[The Blotting Book by E. F. Benson]@TWC D-Link bookThe Blotting Book CHAPTER VI 9/21
So to-day he, Morris, was going to call there once more, and if he did not find him, was going to drive up to London, and seek him there. But he had been effectually plucked from further sleep, sleep had been strangled, and he got out of bed and went to the window.
Nature, in any case, had swept her trouble away, and the pure sweet morning was beginning to dawn in lines of yellow and fleeces of rosy cloud on the eastern horizon. All that riot and hurly-burly of thunder, the bull's eye flashing of lightning, the perpendicular rain were things of the past, and this morning a sky of pale limpid blue, flecked only by the thinnest clouds, stretched from horizon to horizon.
Below the mirror of the sea seemed as deep and as placid as the sky above it, and the inimitable freshness of the dawn spoke of a world rejuvenated and renewed. It was, by his watch, scarcely five; in an hour it would be reasonable to call at Mills's flat, and see if he had come by the midnight train.

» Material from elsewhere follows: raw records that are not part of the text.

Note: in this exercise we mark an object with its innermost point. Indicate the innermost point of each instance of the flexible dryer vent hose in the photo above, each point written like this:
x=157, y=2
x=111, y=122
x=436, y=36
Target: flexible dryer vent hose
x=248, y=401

If not his motor could be round by soon after six, and he would be in town by eight, before Mills, if he had slept there, would be thinking of starting for Brighton.
He was sure to catch him. Morris had drawn up the blind, and through the open window came the cool breath of the morning ruffling his hair, and blowing his nightshirt close to his skin, and just for that moment, so exquisite was this feeling of renewal and cleanness in the hour of dawn, he thought with a sort of incredulous wonder of the red murderous hate which had possessed him the evening before.